Hokusaï, le fou de dessin, est, tu l'as déjà dit, abondamment illustré de reproductions des œuvres de Hokusaï. On y trouve également quelques exemples des travaux d'autres artistes antérieurs ou de la même époque, quand le discours d'Henri-Alexis Baatsch nécessite une telle illustration. Mais ceci correspond encore une fois plus à une présentation de l'aspect visuel de cet ouvrage, alors qu'il n'offre, en terme d'iconographie, rien de mieux, voire moins, que d'autres recueils plus volumineux (par exemple le catalogue de l'exposition au Grand Palais, qui t'avait fait de l’œil mais auquel tu avais préféré le présent volume). L'intérêt de l'essai de Baatsch tient évidemment, et surtout, de ce que ce dernier a à nous révéler de l'Œuvre de Hokusaï. Force est de constater qu'il n'en dit pas énormément, comme il le reconnaît lui-même volontiers : « Ce qu'une biographie trop sommaire ne peut pas dire, ce qu'une iconographie nécessairement partielle ne peut que suggérer, c'est le lent cheminement, le labeur de cette recherche d'une « somme » picturale appelée à saisir la vie multiple autour de soi et en soi ». Les œuvres de l'artiste japonais furent produites au cours d'une longue carrière (HokusaÏ naît en 1760, commence à se faire remarquer en 1779 et meurt en 1849). Les spécialistes avancent le nombre de 30000 dessins réalisés par le « fou de dessin ». Un livre de 200 pages ne saurait les évoquer toutes, et Henri-Alexis Baatsch prend donc ici le parti de présenter l'artiste et son travail de manière succincte, mais tout à fait suffisante pour l'amateur qui veut s'éclairer.
Notamment, il explique très bien pourquoi Hokusaï, éminemment connu en Occident, ne le fut que grâce à l'intérêt de collectionneur étranger et en particulier d'Edmond de Goncourt à la fin du XIXe siècle. « Cette gloire un peu douteuse et ce long oubli n'étaient pas sans causes.

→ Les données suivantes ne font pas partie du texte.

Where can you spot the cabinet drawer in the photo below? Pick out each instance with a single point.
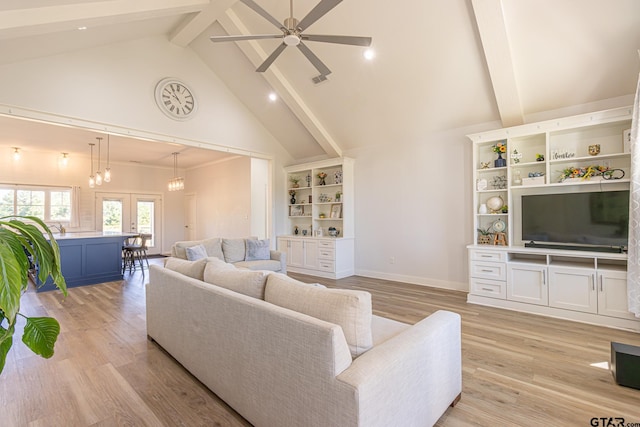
(326, 244)
(487, 255)
(489, 288)
(489, 270)
(326, 265)
(329, 254)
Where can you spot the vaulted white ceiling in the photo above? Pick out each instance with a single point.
(440, 64)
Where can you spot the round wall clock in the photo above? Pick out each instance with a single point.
(175, 99)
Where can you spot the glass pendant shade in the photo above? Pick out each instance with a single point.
(98, 173)
(177, 182)
(92, 178)
(107, 170)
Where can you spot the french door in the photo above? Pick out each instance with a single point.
(131, 213)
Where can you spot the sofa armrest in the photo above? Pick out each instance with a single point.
(415, 375)
(282, 257)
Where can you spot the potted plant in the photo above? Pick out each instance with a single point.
(484, 237)
(22, 245)
(294, 181)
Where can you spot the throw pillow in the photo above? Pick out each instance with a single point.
(213, 247)
(194, 269)
(196, 252)
(257, 250)
(247, 282)
(351, 310)
(233, 250)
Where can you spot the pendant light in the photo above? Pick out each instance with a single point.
(92, 179)
(177, 182)
(107, 170)
(98, 173)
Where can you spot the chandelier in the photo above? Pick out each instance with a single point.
(177, 182)
(92, 178)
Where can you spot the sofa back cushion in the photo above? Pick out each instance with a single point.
(257, 250)
(213, 247)
(351, 310)
(233, 249)
(247, 282)
(196, 252)
(194, 269)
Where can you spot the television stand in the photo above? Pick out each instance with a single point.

Hokusaï était par excellence un peintre « vulgaire », et l'un des sommets de cette école vulgaire de l'ukiyo-e, au sens où l'on peut entendre la vulgarité selon la civilité japonaise, qui assimile au vulgaire l'expression, même très raffinée, d'un quotidien non sublimé. Cet art de l'ukiyo-e, ou « Images du monde fluctuant », connu en Occident essentiellement à travers l'estampe, ce monde de tous les jours saisi sur le vif, ne concernait pas en effet ceux-là qui s'estimaient la fleur de la société. Elle était déjà trop loin des belles impressions de la cérémonie et de la tradition, et des écoles de peinture qui continuaient d'illustrer celle-ci : le Yamato-e (ou style purement nippon), l'école Tosa, l'école de Kano et l'école Rimpa, issue de Ogata Kôrin ». HokusaÏ, artiste d'une forme d'art peu prestigieuse, extrêmement intéressante car nous renseignant sur le quotidien dans le Japon ancestral, n'aurait donc sans doute jamais été connu s'il n'avait pas quelque chose de plus que ses confrères. Baatsch parle de « génialité ». Une « folie » pourrait-on sans doute dire, tant Hokusaï semblait obnubilé par le dessin au point d'y exceller et, finalement, après en avoir atteint la quintessence, de ne pas hésiter à tenter de pousser les limites de son Art, avec les risques que cela comporte. « D'autres avaient tracé la voie, mais n'avaient pas osé. Ils n'avaient pas osé [sic]. Ils ne s'étaient pas aventurés à traiter du même pied le jeu des enfants et celui des dieux, l'élégance ravissante des jeunes filles de la bonne société et les privilèges plus scabreux des femmes fardées des quartiers réservés. Ils n'avaient pas mêlé les carpes et les animaux familiers avec les rêveries démiurgiques, et quelquefois démoniaques d'une humanité pleine aussi de songes terribles. Cet affadissement du goût – alors même que la technique était à son apogée – cet affadissement de pensée auquel donnent trop souvent lieu des longues paix surveillées, il allait les secouer au nom d'une génialité capable de tout intégrer, capable de lier l'observation la plus aiguë du monde à la grandiose mise en scène des fantômes ».